Numerous studies can be cited to show what I hope we should already instinctively know, writing things down makes them easier to remember and that extends to the specifics and not just a general overview. Writing things down doesn’t only help us to remember, it allows us to focus better and more efficiently on the truly important stuff and what could be more important than personal goals. So, let me underline them here, I am step-by-step building up my core strength and my muscle strength, knocking down all the barriers that lie before me to get back to walking. It’s not going to be easy and there will be failure along the way but I am not going to let that dissuade me and nor am I going to make an already difficult task more difficult by allowing my weight to balloon and become even more unhealthy. If anything, I will do my utmost given the limited exercise that I can do to get in better shape than back when I was going to the gym at least twice a week.

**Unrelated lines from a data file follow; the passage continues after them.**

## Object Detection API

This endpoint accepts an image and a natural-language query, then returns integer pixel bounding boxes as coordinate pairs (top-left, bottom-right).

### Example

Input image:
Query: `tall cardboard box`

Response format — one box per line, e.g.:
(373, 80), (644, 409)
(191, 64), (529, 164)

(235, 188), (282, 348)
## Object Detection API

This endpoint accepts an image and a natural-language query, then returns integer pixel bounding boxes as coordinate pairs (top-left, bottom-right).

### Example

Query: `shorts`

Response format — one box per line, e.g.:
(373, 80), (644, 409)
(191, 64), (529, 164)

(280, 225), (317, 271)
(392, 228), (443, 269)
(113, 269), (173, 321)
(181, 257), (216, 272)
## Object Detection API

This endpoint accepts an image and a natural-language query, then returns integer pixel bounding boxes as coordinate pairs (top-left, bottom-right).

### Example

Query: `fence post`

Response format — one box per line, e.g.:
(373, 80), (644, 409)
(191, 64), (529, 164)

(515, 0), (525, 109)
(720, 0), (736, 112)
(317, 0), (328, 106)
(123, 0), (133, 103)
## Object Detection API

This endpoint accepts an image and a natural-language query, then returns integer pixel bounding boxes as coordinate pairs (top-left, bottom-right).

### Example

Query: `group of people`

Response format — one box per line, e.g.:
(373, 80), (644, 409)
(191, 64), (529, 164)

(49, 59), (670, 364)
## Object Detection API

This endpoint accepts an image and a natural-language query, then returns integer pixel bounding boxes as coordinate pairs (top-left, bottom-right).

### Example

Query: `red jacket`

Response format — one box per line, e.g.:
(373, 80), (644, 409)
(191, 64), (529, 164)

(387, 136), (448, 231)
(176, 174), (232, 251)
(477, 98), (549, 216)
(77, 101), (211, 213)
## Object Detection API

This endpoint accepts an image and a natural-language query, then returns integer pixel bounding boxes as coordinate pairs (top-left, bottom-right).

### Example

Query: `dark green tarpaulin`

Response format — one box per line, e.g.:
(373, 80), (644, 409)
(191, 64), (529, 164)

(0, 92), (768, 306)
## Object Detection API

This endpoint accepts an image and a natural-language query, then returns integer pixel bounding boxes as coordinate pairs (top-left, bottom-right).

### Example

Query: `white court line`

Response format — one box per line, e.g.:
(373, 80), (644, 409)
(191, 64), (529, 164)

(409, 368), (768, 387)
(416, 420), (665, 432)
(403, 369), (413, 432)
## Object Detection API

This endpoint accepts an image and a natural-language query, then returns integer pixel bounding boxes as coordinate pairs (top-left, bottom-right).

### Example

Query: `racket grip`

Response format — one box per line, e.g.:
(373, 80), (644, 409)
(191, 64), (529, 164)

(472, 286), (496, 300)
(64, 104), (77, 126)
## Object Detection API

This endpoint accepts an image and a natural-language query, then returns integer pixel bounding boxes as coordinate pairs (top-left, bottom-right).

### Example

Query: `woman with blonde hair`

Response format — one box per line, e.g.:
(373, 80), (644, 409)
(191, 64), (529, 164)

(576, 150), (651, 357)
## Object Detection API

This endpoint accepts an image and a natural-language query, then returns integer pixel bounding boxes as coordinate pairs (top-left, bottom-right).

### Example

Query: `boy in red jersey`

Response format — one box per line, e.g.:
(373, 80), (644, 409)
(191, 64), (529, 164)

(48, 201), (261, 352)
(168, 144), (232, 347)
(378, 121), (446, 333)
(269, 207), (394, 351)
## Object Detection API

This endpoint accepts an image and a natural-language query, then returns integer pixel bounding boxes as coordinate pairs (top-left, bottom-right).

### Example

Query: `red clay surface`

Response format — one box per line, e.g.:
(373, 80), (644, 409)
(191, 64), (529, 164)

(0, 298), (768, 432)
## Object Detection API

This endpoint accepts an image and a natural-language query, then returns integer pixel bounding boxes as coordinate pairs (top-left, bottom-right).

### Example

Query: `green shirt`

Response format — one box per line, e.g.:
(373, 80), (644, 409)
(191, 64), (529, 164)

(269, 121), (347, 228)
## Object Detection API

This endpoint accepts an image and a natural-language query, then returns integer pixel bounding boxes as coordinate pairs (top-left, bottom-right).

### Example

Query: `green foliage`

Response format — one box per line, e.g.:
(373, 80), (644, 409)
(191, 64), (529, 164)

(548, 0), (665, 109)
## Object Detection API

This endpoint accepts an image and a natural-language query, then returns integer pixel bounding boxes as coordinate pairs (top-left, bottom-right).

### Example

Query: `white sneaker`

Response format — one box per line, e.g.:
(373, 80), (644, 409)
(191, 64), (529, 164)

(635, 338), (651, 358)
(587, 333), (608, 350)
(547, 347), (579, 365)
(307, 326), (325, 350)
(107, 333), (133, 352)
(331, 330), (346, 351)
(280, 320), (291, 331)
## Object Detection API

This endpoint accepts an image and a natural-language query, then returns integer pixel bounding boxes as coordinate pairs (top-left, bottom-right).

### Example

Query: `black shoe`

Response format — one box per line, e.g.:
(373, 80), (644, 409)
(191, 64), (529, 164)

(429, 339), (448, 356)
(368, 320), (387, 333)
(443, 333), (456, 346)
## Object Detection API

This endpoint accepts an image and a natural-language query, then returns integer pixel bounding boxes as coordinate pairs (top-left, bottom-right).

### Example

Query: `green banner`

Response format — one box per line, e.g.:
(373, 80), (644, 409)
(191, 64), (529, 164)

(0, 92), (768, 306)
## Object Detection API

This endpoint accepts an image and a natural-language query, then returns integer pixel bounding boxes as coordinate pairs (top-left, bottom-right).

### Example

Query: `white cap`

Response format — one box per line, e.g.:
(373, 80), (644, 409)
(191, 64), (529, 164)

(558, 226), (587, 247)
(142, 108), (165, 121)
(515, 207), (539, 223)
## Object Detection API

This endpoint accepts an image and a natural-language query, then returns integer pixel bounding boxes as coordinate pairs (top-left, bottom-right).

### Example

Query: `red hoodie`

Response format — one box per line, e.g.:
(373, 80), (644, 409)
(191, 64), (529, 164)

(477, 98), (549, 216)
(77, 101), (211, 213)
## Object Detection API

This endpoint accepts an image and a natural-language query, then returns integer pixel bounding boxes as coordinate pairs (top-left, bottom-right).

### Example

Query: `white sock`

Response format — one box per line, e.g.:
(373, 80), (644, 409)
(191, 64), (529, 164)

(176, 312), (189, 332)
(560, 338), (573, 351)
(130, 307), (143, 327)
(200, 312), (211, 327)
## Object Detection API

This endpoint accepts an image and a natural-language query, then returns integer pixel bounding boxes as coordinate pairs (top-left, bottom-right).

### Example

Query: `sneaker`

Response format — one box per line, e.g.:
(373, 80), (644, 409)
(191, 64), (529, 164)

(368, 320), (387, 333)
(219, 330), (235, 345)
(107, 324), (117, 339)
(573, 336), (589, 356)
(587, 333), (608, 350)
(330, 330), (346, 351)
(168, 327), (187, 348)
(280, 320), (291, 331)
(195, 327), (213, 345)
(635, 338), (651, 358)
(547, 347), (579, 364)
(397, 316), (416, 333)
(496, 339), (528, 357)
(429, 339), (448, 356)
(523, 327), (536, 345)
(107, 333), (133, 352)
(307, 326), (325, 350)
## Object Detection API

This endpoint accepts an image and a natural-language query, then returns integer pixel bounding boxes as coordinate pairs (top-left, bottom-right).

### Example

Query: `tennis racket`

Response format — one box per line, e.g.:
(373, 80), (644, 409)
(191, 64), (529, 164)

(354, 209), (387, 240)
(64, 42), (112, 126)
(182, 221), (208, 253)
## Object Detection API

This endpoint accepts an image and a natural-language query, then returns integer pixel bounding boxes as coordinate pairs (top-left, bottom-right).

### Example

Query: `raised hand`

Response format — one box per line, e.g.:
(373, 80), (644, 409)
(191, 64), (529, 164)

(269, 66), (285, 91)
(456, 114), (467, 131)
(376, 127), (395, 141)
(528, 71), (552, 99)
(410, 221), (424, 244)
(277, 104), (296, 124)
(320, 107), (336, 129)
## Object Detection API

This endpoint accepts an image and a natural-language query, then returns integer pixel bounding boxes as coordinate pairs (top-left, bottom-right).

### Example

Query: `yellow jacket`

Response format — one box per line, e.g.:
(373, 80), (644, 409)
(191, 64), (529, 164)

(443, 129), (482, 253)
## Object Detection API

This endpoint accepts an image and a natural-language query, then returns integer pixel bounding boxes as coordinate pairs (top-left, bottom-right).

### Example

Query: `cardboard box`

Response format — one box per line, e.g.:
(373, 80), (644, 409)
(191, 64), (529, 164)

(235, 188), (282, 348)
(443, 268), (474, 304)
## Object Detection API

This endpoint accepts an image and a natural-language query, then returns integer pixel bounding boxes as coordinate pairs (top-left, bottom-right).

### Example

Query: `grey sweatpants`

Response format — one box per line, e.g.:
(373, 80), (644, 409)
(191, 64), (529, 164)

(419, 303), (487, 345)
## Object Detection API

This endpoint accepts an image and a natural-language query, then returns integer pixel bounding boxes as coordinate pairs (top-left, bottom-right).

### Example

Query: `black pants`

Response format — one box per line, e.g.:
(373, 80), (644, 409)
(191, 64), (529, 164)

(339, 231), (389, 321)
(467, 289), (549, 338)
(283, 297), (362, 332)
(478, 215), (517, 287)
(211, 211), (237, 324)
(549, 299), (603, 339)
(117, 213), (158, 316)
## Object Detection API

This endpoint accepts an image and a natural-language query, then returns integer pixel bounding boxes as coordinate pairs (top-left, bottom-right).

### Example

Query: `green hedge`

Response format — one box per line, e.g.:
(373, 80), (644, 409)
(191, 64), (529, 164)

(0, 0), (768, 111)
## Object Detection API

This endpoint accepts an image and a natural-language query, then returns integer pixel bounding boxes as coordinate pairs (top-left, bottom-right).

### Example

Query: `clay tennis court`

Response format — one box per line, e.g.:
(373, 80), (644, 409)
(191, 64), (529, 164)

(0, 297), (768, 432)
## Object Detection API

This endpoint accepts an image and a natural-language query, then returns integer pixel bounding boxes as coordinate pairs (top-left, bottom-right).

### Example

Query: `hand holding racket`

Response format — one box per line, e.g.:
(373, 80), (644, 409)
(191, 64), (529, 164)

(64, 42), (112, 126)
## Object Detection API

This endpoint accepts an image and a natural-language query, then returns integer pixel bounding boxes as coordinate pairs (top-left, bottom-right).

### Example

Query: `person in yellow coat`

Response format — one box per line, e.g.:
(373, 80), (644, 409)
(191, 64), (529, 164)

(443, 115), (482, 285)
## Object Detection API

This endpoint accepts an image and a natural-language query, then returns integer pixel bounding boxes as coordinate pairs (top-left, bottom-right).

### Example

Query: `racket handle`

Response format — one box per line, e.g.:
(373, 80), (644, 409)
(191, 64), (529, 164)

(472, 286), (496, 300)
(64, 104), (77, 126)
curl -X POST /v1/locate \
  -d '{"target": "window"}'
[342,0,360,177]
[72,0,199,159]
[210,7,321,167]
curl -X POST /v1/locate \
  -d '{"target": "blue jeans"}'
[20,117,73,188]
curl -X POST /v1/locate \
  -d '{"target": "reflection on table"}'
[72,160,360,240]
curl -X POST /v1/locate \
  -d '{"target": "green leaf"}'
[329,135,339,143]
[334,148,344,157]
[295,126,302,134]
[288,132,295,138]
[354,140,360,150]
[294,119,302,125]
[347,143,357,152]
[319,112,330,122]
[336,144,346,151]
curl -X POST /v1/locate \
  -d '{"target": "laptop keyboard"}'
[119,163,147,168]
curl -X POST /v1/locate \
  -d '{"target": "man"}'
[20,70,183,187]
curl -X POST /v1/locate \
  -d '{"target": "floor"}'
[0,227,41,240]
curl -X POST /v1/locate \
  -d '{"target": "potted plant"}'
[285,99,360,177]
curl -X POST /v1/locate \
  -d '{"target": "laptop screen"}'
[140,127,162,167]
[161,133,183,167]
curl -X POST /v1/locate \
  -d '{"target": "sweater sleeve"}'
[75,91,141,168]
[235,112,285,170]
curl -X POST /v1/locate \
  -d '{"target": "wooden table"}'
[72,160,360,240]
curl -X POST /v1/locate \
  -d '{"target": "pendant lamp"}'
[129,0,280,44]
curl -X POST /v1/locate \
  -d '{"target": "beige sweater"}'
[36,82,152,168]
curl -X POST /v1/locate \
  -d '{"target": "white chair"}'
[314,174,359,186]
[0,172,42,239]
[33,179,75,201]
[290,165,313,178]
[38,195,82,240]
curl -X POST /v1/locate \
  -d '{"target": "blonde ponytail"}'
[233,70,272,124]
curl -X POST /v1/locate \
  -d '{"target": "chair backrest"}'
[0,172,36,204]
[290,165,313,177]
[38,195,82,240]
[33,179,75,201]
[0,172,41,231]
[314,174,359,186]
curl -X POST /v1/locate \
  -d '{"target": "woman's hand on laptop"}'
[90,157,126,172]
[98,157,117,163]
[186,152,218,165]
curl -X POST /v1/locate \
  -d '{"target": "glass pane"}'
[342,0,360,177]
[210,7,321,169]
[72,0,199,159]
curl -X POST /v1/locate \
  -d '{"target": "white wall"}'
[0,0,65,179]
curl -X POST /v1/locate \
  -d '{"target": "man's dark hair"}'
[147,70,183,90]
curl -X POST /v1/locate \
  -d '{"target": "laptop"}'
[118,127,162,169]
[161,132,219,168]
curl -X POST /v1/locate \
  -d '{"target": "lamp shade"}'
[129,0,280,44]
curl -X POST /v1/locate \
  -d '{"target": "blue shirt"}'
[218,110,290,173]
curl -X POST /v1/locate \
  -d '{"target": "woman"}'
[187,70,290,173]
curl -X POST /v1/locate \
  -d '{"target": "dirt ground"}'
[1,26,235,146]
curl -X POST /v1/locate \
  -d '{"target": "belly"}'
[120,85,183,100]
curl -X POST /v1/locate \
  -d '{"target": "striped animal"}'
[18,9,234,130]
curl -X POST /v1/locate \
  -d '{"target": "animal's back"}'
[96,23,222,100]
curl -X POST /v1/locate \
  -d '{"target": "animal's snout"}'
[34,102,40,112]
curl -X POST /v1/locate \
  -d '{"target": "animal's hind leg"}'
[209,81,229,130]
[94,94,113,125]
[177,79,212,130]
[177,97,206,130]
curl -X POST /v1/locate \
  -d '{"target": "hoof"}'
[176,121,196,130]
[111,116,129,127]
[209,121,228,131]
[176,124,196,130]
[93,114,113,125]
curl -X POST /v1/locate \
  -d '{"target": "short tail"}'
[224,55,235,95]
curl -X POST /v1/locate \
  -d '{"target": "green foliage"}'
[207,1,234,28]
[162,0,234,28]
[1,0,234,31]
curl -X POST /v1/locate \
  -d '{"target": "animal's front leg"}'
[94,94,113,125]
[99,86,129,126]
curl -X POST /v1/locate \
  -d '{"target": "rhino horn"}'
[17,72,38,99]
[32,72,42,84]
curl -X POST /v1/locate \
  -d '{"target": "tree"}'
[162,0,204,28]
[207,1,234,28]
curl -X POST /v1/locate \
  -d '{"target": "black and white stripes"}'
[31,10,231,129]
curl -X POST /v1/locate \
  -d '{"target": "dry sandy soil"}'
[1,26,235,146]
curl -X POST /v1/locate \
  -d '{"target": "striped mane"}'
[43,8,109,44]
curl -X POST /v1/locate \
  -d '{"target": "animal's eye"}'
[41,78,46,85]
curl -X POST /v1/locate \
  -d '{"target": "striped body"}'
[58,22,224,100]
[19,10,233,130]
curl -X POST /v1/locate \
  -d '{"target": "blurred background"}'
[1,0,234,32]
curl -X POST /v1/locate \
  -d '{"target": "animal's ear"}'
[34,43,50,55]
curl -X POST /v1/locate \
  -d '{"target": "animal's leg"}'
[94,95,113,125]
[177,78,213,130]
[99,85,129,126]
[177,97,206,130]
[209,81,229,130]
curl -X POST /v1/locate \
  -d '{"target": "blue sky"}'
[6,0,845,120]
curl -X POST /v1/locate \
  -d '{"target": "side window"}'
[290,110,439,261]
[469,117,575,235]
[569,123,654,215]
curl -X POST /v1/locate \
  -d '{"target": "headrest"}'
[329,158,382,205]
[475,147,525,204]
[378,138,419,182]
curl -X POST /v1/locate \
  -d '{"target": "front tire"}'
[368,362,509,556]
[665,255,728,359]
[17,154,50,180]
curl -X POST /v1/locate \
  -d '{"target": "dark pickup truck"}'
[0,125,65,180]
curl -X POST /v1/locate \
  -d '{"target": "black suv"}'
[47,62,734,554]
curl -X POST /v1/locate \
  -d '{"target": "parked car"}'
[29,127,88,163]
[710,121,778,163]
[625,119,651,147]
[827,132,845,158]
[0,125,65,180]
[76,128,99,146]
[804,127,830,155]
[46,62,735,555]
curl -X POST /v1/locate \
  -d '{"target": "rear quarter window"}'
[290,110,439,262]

It is also important not to get controlled by language, taking it all too literally and end up mistaking the menu for the meal. After all, a collection of carefully chosen words on the menu can’t ever accurately represent the skills of the chef, moreover a meal might be food but not all food is a meal; an apple is food but you can’t call it a meal. Over time words often change their meaning and come to be used for something completely different to what they had initially started out being used for; in the English language nice used to mean simple or foolish, quite different to the overly used compliment it is today, alternatively silly has gone in the opposite direction, once meaning worthy or blessed from which it was tweaked to refer to meaning the weak and vulnerable. So who knows what paralysed will come to mean in the future and maybe it’s my opportunity to define it!

The current definition of paralysis that’s used to refer to the inability to move, sense or feel a limb or limbs is of course true. It’s also only superficially accurate because it’s also far more nuanced than that and ultimately depends on the extent to which people are immobilized over time as physical therapy is undertaken and changes in health, physical condition and hopefully, good fortune alter the way the body is able to respond to the physical damage it had suffered. Paralysis or disability don’t mean inability, I feel in no way diminished, lesser or inferior to the next person regardless of my inability to walk or otherwise and for all that I might need help, I am not helpless!